On the basis of our sample results, we estimated that the Hospital received overpayments of at least $1.6 million for the audit period.
What OIG Recommends and Hospital Comments
We recommend that the Hospital (1) refund to the Medicare contractor $1.6 million in estimated overpayments for the audit period for incorrectly billed claims that are within the reopening period; (2) based upon the results of this audit, exercise reasonable diligence to identify, report, and return any overpayments in accordance with the 60-day rule and identify any returned overpayments as having been made in accordance with this recommendation; and (3) strengthen its controls to ensure full compliance with Medicare requirements; specifically ensure that all IRF beneficiaries meet Medicare criteria for acute inpatient rehabilitation, all inpatient beneficiaries meet Medicare requirements for inpatient hospital services, procedure and diagnosis codes are supported in the medical records and staff are properly trained, and medical records accurately document distinct procedural services and staff are properly trained.
In written comments on our draft report, the Hospital disagreed with most of our findings and recommendations. The Hospital agreed with 6 of the 14 payment errors identified in the sample. However, the Hospital disagreed with: OIG's determination of eight IRF payment errors in the sample; OIG's extrapolation methodology; and the application of the 60-day rule.

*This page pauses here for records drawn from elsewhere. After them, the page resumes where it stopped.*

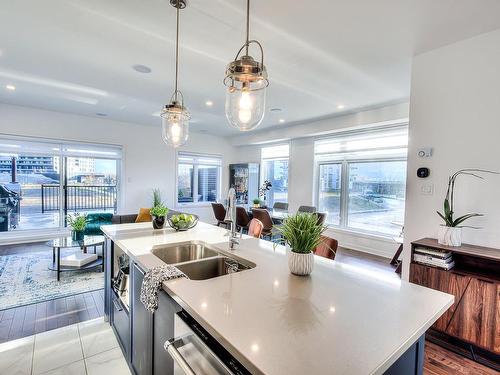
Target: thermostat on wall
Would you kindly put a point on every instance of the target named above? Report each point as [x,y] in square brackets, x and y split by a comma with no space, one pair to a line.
[423,172]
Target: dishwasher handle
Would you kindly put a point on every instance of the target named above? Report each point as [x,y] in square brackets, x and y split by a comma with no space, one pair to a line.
[177,357]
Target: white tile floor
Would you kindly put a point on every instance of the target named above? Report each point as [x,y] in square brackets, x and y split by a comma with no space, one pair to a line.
[87,348]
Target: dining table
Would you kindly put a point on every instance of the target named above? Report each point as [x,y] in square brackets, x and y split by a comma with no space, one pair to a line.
[276,215]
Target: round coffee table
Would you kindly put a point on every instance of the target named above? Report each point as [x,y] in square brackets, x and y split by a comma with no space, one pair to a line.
[68,242]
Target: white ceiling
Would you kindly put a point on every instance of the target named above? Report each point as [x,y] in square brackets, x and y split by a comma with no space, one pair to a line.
[76,55]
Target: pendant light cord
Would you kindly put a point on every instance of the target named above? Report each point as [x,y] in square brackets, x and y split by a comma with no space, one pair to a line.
[248,26]
[177,52]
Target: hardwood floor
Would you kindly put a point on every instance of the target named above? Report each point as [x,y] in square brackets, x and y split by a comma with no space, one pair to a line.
[44,316]
[28,320]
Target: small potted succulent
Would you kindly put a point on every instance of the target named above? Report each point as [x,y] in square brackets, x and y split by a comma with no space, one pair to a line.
[78,223]
[159,211]
[450,234]
[303,234]
[256,202]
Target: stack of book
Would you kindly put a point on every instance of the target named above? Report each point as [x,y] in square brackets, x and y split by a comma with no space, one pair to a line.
[432,257]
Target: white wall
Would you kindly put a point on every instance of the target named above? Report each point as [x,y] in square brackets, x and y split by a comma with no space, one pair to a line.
[455,109]
[301,163]
[148,163]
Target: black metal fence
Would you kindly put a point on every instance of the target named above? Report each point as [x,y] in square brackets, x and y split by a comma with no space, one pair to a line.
[79,197]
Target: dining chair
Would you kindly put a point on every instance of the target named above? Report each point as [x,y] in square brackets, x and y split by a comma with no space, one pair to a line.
[327,248]
[280,206]
[321,217]
[255,228]
[263,216]
[242,218]
[307,209]
[219,213]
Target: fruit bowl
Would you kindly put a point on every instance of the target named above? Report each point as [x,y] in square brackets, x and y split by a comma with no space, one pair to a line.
[182,222]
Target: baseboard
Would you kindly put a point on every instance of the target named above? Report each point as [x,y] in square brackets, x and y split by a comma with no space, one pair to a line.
[13,238]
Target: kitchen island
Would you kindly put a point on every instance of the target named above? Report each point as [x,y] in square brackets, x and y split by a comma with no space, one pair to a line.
[342,319]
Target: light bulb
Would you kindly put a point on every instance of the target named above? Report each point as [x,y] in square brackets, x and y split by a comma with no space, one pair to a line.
[245,105]
[175,132]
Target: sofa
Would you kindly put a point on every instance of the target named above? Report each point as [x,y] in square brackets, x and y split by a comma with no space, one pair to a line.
[96,220]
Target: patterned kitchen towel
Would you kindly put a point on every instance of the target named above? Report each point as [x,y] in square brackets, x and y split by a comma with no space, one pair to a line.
[152,282]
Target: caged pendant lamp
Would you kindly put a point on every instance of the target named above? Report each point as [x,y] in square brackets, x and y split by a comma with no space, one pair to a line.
[175,116]
[246,81]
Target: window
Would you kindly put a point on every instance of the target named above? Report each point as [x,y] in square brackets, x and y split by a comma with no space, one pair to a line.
[275,169]
[198,178]
[41,181]
[361,180]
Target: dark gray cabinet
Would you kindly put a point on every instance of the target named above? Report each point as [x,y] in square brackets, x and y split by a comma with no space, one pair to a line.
[142,328]
[163,331]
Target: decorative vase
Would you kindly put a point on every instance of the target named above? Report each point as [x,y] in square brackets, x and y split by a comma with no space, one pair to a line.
[300,264]
[450,236]
[158,222]
[77,235]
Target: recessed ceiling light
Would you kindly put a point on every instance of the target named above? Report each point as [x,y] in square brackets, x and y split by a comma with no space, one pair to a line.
[141,68]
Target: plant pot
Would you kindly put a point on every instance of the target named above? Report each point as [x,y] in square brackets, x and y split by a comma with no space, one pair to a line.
[158,222]
[77,235]
[450,236]
[300,264]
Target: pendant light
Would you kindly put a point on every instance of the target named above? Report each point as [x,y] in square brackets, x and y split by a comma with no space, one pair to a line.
[175,117]
[246,81]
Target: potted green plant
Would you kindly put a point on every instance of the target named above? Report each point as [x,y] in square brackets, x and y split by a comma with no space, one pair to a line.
[303,234]
[77,222]
[256,202]
[450,233]
[159,211]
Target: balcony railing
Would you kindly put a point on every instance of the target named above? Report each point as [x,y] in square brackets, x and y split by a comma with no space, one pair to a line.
[79,197]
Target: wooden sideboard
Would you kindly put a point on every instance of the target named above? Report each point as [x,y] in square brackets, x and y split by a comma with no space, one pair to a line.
[472,325]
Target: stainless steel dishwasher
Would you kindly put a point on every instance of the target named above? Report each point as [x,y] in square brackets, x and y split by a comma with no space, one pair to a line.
[196,352]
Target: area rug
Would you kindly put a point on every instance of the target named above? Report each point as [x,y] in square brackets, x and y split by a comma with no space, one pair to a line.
[25,279]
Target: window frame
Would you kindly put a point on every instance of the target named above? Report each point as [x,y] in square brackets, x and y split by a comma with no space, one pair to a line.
[194,188]
[344,190]
[279,158]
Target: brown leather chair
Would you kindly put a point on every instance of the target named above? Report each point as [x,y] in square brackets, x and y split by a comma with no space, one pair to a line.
[307,209]
[242,218]
[327,248]
[219,213]
[321,217]
[255,228]
[263,216]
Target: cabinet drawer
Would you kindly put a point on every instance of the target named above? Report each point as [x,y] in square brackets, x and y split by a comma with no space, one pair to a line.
[121,323]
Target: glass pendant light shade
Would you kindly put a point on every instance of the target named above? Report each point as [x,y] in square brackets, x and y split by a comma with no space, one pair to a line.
[175,124]
[246,81]
[174,116]
[245,108]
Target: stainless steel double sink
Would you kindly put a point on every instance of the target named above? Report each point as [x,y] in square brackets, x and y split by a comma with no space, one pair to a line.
[198,260]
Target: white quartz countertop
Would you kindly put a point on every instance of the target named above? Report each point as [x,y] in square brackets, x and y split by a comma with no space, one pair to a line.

After review and consideration of the Hospital's comments, we maintain that our findings and the associated recommendations are valid. The use of statistical sampling to determine overpayment amounts in Medicare is well established and has repeatedly been upheld on appeal in Federal courts. An independent medical review contractor, employing licensed health professionals with appropriate medical expertise, including physicians with training and expertise in rehabilitation, determined whether the medical records supported Medicare payments. We also maintain that the 60-day repayment rule is applicable.